What inspired you to write “RedKing”? How difficult was it to wrangle the different themes of mad contagion, cyborg bodies, not to mention a police procedural?
The story had two inspirations.
One inspiration was the idea of computer viruses as actual cognitive viruses, invading your skull. And, of course, we know now that there are biological viruses and bacteria that, for their own benefit, alter the behavior of their host organism. So what would get a brain program propagated? What kinds of effects on behavior might make it likely to be spread among host brains? The odd title also comes from biology. Some speculate that sex evolved as a way to slow parasitism. This is called the Red Queen strategy. So with that ringing in my mind, I named the parasite code RedKing.
Another inspiration was the idea of software as a drug. But of course, it would be more than a drug: It could simulate not just experiences, but different ways of being.
Given those themes, a police procedural seemed best to let the idea grow. The story felt easy to write, once the code monkey started talking.
The effects of RedKing are subtle and much more creepy as observed through our code monkey’s eyes. What do you think draws us to stories that have an unreliable narrator? Do you have a favorite unreliable voice?
I felt that it had to be first person. The software changes how the protagonist sees the world, and as a result to some degree changes who he is. So ideally the reader gets to experience that from the inside.
I usually write in the third person, because I like lots of moving parts and perspectives. But I think readers prefer the intimacy of the first person. And a bit of mystery, a surprising discovery, is much more interesting when it is the result of an unreliable narrator, since it reveals character.
Finally, I think that there is something in our zeitgeist that favors the unreliable narrator. We are questioning personal identity and the nature of the self more than we have in the past.

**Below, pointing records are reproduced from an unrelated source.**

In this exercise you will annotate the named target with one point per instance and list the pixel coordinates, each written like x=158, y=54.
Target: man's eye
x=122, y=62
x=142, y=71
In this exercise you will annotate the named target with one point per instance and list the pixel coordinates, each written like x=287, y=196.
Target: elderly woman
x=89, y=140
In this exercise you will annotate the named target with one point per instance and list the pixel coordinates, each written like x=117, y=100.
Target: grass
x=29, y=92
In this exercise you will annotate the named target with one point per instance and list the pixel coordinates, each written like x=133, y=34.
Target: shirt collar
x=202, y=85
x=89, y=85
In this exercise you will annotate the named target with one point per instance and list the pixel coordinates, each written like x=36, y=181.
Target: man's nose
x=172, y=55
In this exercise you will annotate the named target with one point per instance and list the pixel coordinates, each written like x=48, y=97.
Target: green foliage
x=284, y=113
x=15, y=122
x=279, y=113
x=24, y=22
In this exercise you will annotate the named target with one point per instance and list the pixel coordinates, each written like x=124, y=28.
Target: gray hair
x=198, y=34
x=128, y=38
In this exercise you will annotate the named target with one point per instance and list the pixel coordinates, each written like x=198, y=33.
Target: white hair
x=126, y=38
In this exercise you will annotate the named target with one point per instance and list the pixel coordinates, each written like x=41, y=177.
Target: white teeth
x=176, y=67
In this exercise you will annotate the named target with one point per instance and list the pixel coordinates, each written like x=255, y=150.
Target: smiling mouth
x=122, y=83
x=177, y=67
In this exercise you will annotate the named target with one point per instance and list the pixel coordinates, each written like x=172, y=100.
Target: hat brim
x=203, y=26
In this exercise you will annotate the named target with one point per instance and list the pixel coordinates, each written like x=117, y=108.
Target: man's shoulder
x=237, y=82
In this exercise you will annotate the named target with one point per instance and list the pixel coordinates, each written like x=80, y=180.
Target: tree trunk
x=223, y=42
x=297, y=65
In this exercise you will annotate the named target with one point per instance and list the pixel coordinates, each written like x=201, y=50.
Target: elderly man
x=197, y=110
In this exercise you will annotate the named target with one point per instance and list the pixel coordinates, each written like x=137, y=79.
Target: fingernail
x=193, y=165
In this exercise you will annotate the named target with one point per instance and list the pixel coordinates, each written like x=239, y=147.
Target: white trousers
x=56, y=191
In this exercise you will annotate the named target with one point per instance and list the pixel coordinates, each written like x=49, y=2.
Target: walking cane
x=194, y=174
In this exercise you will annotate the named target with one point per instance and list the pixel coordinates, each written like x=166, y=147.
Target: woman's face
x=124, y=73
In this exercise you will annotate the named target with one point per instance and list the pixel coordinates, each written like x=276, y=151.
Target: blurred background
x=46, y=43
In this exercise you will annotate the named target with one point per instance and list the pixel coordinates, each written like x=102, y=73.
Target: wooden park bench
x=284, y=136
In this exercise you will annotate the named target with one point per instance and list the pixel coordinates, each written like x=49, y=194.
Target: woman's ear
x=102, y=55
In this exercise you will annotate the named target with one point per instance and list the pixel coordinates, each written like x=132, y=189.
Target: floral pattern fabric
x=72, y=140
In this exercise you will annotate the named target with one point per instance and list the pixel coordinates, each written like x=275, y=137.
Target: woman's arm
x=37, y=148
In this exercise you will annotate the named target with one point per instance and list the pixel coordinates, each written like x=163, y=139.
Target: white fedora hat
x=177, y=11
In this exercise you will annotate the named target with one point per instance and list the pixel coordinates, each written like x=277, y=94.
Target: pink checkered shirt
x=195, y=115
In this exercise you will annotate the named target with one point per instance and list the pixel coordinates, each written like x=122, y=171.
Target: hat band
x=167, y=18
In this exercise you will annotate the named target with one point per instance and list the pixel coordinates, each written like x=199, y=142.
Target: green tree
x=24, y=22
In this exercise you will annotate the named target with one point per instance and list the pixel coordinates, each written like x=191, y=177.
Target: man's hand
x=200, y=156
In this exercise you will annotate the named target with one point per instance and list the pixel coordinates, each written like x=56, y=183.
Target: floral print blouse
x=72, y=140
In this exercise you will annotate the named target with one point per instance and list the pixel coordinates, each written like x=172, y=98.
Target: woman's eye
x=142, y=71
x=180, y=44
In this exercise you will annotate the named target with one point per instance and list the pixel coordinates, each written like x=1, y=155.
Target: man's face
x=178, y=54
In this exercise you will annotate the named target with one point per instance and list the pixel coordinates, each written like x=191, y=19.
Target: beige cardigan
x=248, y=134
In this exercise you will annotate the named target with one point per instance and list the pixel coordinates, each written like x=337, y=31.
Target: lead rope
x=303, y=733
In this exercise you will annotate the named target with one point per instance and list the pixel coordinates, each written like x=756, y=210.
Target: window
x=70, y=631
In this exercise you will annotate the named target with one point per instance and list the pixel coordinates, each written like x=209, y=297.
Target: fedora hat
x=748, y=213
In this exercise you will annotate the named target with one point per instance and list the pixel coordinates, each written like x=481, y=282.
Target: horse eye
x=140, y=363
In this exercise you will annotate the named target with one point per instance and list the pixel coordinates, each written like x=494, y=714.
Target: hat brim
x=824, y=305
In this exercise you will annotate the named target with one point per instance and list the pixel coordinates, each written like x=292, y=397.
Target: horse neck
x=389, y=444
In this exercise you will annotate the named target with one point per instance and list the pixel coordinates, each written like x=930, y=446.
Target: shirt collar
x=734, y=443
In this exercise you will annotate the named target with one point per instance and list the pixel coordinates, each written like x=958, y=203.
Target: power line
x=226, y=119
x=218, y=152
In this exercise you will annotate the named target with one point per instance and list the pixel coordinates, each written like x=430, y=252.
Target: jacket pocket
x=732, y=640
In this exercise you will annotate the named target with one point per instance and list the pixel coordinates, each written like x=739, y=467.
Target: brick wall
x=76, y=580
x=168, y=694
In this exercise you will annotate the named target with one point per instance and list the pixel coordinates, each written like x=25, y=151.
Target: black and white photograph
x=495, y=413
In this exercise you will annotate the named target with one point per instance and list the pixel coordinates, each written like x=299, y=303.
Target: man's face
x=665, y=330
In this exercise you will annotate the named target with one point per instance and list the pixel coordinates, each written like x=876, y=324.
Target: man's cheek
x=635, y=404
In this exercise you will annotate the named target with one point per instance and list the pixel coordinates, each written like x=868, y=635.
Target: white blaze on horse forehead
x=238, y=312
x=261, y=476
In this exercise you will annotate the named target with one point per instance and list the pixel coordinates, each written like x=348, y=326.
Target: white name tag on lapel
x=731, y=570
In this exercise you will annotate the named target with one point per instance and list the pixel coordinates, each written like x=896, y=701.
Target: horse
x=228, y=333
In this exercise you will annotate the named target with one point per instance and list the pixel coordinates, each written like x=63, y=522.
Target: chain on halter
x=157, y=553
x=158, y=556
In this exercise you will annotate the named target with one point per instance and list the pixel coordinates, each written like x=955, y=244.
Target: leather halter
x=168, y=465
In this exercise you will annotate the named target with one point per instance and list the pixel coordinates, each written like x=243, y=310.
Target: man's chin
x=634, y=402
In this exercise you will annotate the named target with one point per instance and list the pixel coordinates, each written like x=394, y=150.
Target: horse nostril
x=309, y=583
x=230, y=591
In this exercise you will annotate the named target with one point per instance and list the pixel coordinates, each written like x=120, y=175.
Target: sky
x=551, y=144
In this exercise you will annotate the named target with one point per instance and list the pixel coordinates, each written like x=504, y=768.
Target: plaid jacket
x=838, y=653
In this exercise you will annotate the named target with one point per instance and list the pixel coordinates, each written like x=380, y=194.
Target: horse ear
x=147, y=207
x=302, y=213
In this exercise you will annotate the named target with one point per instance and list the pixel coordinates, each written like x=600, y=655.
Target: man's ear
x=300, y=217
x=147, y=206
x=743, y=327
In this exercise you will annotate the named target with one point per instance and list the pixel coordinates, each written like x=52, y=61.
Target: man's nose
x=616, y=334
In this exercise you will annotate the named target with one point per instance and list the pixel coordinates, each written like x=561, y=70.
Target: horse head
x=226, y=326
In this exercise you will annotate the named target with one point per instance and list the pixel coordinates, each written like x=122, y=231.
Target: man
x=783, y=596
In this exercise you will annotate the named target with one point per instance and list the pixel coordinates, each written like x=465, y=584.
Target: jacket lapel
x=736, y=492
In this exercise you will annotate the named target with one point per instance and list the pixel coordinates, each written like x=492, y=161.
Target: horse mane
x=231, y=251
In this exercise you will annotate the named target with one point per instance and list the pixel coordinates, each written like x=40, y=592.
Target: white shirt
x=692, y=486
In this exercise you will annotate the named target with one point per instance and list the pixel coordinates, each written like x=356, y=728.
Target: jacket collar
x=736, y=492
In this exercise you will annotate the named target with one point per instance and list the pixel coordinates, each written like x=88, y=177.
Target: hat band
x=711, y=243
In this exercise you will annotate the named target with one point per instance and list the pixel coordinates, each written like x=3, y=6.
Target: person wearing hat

An unreliable narrator can make these concerns explicit.
Philip K. Dick was a master of the unreliable narrator, in works like A Scanner Darkly, or (most weirdly) VALIS.
Throughout “RedKing,” we see citizens infected with extreme violence. When you were working on the hacker’s motivation for the virus, was there anything in particular you drew on?
Legion gives the program the ability to defend itself, and to evolve different forms of self-defense. We see in nature that violence is a common tactic of competition. It seems likely that RedKing might use violence to protect and propagate itself.
But there’s another layer to it, of course. Most games are violent, it seems to me. As games become more immersive, more realistic, the violence becomes more and more realistic. I know that we all agree nowadays that violent art does not cause violence. But, then again, are we really so sure? Isn’t there some kind of danger here?
The RedKing program turns the world into a game. If it’s a violent game, then the infected person will bring that violence out into the world.
Do you see the narrator’s choice of profession as being a rejection/response to the cred culture that Legion wants to put his mark on?
Hackers who move from cracking to security are seen as having moved outside hacker culture. After all, there are other ways one can move: Some hackers become white hats, against the black hats, instead of joining the establishment. But, even though he is inside the machine, I think the code monkey might still take pride in being recognized as the person who defeated RedKing. There are different communities, with their own measures of cred. He won’t want the kind of cred that Legion sought, but I bet over at Code Isolation, they have their own sense of who can bring it.
What’s next for you, Craig?
I’m in the revising stage of a near-future SF novel. The novel is called The End of Now and it’s about time and music and interstellar travel and love and revolution. As soon as the revisions of that novel are done, I will write a novel about the code monkey. He’s got an even bigger problem to solve.